BECO Management in Rockville has picked up a nine-asset office/flex portfolio in Lanham’s Washington Business Park for $68 million. Cohen Companies was the seller, represented by Jim Darby, Rob Foa, Gerry Trainor, and Dan Speilman of Transwestern’s Institutional Commercial Group. The 565,991 SF portfolio includes two office buildings and seven flex buildings that on 47.6 acres of land. The portfolio is 89% leased.
Government contractor CACI will be occupying the first building under development at G.A.T.E – the 400-acre complex Opus East is building at the US Army’s Aberdeen Proving Ground under an Enhanced Use Lease. The 60,000 SF R&D facility will be ready for CACI to move into by October. Meanwhile, Opus East is working on leasing a four-story, 80,000 SF office building under development that is also part of phase one.
On the Market
As part of its efforts to streamline its real estate portfolio, Greyhound Lines is selling two sites in NoMa. They are 1005 First Street, a 1.635-acre site now operating as a Greyhound bus station; and 1345 New York, the 3.13-acre site currently leased to the DC Public Schools. The two can support up to 1.2 million SF of development. CBRE SVP Mark Mallus is representing Greyhound. Greyhound is not selling the First Street site (the last major site in NoMa not owned by an end developer) outright as it plans to structure the transaction as a sale-leaseback and remain in the facility. The New York Avenue site is the largest site available with dense commercial zoning on a major avenue in DC, CBRE says.
Corus Bank has closed on a $72 million loan to finance the construction of 55 M, a nine-story, class A office building being developed by a JV between Monument Realty, MacFarlane Partners and Lehman Brothers. Part of Monument Realty’s “Half Street” project, the building will have 260,764 SF of office, 13,153 SF of retail and three levels of underground parking.
The District is formalizing its search for a master developer for Anacostia Waterfront’s East Hill neighborhood, the 50-acre plot of land along the waterfront, plus the old DC General Hospital campus. The master plan calls for 5 million SF of mixed-use development. Also, the developer needs green bona fides as the USGBC has selected the site as a LEED neighborhood development area.
Details continue to solidify for the 10-acre former Convention site. Hines│Archstone, of course, is the master developer of six of those acres – a $850 million mixed use project that it will break ground on next January. Now, DC has decided to give Parcel B, a portion of the remaining 10-acres to Hines│Archstone to develop as well. Eventually (no schedule has been set yet for building) it will house a mixed-use project that will include a 400-key luxury hotel and 100,000 SF of retail. The entire project has been branded CityCenter DC.
CBRE has landed the mandate to lease out the top floors of the 10-story, 255,000 SF trophy office Ralph Dweck is building at 300 New Jersey.
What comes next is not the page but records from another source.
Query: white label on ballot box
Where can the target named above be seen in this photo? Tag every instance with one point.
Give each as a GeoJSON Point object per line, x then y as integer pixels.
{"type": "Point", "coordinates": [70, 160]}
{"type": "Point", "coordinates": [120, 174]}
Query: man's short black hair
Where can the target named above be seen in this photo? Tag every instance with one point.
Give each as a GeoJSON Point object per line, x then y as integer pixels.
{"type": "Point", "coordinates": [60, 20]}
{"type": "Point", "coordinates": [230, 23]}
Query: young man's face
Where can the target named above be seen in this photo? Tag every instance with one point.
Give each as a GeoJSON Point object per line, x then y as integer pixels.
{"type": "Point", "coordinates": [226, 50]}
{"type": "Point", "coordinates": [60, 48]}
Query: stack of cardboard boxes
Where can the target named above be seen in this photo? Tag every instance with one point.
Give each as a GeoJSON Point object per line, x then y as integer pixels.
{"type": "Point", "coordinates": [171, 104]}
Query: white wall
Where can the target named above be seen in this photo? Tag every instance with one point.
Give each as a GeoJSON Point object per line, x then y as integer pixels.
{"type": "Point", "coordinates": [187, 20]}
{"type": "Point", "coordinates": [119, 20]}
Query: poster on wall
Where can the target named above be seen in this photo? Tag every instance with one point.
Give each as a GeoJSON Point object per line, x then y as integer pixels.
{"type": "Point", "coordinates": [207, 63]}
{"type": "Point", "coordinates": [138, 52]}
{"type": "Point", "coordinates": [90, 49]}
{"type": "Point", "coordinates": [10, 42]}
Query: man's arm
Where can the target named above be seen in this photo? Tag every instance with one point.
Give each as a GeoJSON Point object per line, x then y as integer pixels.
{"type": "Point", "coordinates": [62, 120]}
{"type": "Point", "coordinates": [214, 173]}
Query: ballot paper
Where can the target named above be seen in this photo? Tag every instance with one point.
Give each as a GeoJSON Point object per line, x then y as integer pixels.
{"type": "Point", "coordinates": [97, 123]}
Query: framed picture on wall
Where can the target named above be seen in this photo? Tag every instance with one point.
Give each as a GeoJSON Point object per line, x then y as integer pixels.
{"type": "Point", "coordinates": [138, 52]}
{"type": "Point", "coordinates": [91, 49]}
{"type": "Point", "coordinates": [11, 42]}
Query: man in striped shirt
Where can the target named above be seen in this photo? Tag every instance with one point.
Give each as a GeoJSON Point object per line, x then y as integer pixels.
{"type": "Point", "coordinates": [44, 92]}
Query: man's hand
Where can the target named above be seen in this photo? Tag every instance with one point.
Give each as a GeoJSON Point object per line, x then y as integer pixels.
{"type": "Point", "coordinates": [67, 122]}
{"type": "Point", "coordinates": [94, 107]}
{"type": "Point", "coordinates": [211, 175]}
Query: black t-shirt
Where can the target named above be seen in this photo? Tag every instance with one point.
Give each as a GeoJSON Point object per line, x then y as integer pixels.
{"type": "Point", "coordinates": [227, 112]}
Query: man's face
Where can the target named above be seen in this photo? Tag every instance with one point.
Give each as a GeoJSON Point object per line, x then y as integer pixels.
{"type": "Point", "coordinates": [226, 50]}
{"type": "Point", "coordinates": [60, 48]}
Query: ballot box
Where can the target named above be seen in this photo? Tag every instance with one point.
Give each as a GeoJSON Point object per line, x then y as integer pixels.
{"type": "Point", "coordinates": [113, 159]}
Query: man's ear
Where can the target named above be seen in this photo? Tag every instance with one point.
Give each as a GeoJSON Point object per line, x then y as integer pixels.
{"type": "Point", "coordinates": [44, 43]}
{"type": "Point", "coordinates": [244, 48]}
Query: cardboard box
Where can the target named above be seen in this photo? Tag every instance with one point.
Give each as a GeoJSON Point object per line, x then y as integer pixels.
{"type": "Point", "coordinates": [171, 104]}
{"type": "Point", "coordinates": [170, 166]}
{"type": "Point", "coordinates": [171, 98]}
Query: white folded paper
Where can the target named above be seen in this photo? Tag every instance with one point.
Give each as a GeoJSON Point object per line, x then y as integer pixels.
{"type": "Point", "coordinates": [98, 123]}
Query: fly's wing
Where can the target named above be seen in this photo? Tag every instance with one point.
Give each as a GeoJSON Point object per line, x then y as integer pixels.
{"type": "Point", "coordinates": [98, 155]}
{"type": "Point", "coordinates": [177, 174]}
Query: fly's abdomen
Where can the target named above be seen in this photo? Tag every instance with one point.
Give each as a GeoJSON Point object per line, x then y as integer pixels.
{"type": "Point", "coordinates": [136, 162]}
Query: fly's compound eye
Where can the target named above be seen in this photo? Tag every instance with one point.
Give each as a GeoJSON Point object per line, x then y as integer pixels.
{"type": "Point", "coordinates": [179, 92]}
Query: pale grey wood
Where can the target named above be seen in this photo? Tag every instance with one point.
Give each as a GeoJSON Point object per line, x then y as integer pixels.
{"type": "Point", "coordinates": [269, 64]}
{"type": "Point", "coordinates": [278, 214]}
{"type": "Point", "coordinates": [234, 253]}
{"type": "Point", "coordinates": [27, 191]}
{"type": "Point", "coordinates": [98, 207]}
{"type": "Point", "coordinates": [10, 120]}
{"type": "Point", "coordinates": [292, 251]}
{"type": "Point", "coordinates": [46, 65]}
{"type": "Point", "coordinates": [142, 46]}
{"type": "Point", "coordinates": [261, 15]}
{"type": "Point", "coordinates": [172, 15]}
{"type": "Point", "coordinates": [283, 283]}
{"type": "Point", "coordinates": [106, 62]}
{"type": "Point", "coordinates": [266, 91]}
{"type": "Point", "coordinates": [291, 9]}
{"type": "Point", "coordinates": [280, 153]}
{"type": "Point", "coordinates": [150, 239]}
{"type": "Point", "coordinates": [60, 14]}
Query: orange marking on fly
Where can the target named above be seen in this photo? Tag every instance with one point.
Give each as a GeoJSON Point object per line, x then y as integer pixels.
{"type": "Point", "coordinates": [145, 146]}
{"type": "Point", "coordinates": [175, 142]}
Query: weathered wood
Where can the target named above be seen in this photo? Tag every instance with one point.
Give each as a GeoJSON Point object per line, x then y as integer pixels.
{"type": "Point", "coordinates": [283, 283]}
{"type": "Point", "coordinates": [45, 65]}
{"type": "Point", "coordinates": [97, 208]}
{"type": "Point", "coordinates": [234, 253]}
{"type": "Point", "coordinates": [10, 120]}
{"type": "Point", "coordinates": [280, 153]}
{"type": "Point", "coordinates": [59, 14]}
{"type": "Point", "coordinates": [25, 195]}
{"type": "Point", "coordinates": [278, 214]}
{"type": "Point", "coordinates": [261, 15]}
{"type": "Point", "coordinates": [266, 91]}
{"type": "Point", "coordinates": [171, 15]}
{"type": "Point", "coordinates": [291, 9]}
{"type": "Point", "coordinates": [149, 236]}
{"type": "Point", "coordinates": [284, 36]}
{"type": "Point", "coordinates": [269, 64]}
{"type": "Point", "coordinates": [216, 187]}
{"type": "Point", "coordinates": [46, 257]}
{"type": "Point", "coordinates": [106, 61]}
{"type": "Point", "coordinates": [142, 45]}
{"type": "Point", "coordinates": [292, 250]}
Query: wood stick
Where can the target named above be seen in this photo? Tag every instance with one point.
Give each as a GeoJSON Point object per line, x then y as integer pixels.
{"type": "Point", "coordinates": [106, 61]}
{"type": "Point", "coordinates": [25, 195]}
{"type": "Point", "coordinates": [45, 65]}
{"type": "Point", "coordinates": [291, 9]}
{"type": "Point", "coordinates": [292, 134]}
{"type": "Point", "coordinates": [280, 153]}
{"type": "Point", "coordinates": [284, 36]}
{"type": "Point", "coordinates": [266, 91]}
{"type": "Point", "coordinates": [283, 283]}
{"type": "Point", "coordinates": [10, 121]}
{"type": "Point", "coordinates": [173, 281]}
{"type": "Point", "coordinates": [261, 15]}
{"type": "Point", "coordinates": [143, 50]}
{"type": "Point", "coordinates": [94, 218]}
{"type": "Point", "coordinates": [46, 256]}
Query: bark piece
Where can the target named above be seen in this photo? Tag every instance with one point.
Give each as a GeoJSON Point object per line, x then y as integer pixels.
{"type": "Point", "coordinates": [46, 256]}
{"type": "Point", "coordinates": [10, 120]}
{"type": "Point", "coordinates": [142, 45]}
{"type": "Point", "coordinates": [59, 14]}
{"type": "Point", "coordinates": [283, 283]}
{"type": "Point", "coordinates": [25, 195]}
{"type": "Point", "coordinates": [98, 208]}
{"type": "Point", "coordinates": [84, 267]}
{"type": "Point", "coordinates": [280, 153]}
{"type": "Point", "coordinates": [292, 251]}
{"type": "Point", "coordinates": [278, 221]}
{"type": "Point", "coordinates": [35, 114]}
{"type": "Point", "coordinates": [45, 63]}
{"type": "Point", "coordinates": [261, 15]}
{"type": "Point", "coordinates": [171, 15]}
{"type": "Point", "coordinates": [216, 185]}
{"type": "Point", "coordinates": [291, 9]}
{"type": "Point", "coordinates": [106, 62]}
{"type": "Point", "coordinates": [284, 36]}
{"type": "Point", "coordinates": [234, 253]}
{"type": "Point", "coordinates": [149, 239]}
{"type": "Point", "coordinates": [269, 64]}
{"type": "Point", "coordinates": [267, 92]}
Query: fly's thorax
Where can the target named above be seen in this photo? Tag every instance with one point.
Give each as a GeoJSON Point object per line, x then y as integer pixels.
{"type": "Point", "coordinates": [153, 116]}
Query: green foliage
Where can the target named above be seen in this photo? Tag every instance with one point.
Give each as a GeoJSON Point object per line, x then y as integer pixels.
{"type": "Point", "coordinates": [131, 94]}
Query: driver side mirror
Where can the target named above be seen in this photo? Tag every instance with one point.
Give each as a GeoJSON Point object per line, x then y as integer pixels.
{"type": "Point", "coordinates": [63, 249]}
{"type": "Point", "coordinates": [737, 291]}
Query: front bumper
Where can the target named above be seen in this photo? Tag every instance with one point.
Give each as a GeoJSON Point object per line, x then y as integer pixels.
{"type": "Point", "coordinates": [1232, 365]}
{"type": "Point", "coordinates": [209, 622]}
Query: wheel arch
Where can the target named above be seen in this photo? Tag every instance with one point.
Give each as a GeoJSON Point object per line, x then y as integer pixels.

Dweck purchased the site, as well as 51 Louisiana, for $825 per SF, or $378 million from JBG Cos. earlier this year. SVPs Peter Connolly and Joe Michel and VP Scott Russi are handling the assignment. Jones Day will be occupying the first five floors of 300 New Jersey – an expansion for the law firm, which already occupies 51 Louisiana.
Arent Fox is another law firm not straying far from home. As we reported yesterday the company is moving (if you can call wheeling furniture across an alley moving) next door to 1000 Connecticut to occupy 255,000 SF -- floors 2 through 9 -- of the12-story, 370,545 SF building under construction. David Lipson, Tom Fulcher, Art Greenberg and Adam Schindler of Studley represented the law firm. Audrey Cramer and Lou Christopher represented the owners (the Small, Gewirz, and Kaplan families).
These firms, though, are the exception to the rule for DC this year. JLL reports that there is a record volume of renewals for the area. Of the leases signed in DC and Northern VA this year that were greater than 20,000 SF, 42% were renewals, compared to the traditional 27%. JLL says that high commodity prices (which means expensive moves and expensive tenant build-outs) and an uncertain economy are causing companies to stay put. Costs for build-outs from shell have risen 52% since 2003, JLL says.
Potomac Mills is expanding by 50,000 SF in new restaurant and retail space. It is also building a 34,000 SF Neiman Marcus Last Call Clearance Center.